Reconstruct the Pruned Model without Any Retraining
- URL: http://arxiv.org/abs/2407.13331v1
- Date: Thu, 18 Jul 2024 09:30:44 GMT
- Title: Reconstruct the Pruned Model without Any Retraining
- Authors: Pingjie Wang, Ziqing Fan, Shengchao Hu, Zhe Chen, Yanfeng Wang, Yu Wang,
- Abstract summary: We introduce the Linear Interpolation-based Adaptive Reconstruction (LIAR) framework, which is both efficient and effective.
LIAR does not require back-propagation or retraining and is compatible with various pruning criteria and modules.
Our evaluations on benchmarks such as GLUE, SQuAD, WikiText, and common sense reasoning show that LIAR enables a BERT model to maintain 98% accuracy even after removing 50% of its parameters.
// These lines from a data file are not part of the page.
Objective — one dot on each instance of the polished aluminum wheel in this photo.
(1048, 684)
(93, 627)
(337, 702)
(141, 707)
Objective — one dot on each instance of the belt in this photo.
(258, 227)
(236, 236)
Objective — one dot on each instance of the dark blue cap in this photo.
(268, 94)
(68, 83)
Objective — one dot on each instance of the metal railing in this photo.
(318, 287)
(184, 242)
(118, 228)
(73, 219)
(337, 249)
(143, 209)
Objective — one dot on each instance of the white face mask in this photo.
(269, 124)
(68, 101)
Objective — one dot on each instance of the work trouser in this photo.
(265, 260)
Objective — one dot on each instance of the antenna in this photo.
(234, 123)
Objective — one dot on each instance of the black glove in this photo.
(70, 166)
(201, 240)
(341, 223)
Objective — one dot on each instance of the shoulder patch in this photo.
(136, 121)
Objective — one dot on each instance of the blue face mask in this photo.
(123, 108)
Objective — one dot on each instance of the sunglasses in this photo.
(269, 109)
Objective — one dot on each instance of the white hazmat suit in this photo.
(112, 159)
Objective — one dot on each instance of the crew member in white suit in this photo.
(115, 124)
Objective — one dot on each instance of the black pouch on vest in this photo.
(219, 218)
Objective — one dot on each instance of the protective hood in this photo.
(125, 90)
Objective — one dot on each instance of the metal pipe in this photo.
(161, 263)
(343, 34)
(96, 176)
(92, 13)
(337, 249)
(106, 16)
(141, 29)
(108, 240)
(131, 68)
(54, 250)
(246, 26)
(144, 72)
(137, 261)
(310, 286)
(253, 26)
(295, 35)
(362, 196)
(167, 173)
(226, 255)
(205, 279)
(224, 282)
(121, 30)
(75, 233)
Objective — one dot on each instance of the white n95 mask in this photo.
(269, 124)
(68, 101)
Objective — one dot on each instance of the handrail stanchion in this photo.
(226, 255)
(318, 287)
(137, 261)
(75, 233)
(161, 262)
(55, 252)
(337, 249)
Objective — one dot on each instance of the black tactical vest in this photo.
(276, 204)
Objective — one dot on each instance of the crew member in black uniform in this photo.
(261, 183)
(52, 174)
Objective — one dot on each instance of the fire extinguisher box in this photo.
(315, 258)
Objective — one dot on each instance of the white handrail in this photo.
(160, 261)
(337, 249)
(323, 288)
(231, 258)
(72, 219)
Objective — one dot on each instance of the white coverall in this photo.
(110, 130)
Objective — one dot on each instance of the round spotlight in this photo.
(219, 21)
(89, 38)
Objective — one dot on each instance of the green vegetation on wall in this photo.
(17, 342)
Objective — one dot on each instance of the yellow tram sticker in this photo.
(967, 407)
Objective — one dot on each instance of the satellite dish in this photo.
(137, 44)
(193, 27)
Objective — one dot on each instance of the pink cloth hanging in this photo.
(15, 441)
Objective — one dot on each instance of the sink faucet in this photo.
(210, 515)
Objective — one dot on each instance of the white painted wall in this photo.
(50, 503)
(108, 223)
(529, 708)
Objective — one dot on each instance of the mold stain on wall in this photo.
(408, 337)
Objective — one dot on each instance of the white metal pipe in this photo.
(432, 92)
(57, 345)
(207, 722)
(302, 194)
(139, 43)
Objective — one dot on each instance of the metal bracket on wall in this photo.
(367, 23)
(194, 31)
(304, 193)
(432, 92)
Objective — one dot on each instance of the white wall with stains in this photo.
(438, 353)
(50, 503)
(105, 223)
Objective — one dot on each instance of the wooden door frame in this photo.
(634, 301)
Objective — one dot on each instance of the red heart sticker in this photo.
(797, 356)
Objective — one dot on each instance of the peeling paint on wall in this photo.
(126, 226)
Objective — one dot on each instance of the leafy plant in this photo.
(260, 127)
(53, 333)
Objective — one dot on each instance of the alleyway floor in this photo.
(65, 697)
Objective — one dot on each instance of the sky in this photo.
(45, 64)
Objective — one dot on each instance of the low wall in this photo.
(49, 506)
- Score: 23.235907813011174
- License: http://creativecommons.org/licenses/by/4.0/
- Abstract: Structured pruning is a promising hardware-friendly compression technique for large language models (LLMs), which is expected to be retraining-free to avoid the enormous retraining cost. This retraining-free paradigm involves (1) pruning criteria to define the architecture and (2) distortion reconstruction to restore performance. However, existing methods often emphasize pruning criteria while using reconstruction techniques that are specific to certain modules or criteria, resulting in limited generalizability. To address this, we introduce the Linear Interpolation-based Adaptive Reconstruction (LIAR) framework, which is both efficient and effective. LIAR does not require back-propagation or retraining and is compatible with various pruning criteria and modules. By applying linear interpolation to the preserved weights, LIAR minimizes reconstruction error and effectively reconstructs the pruned output. Our evaluations on benchmarks such as GLUE, SQuAD, WikiText, and common sense reasoning show that LIAR enables a BERT model to maintain 98% accuracy even after removing 50% of its parameters and achieves top performance for LLaMA in just a few minutes.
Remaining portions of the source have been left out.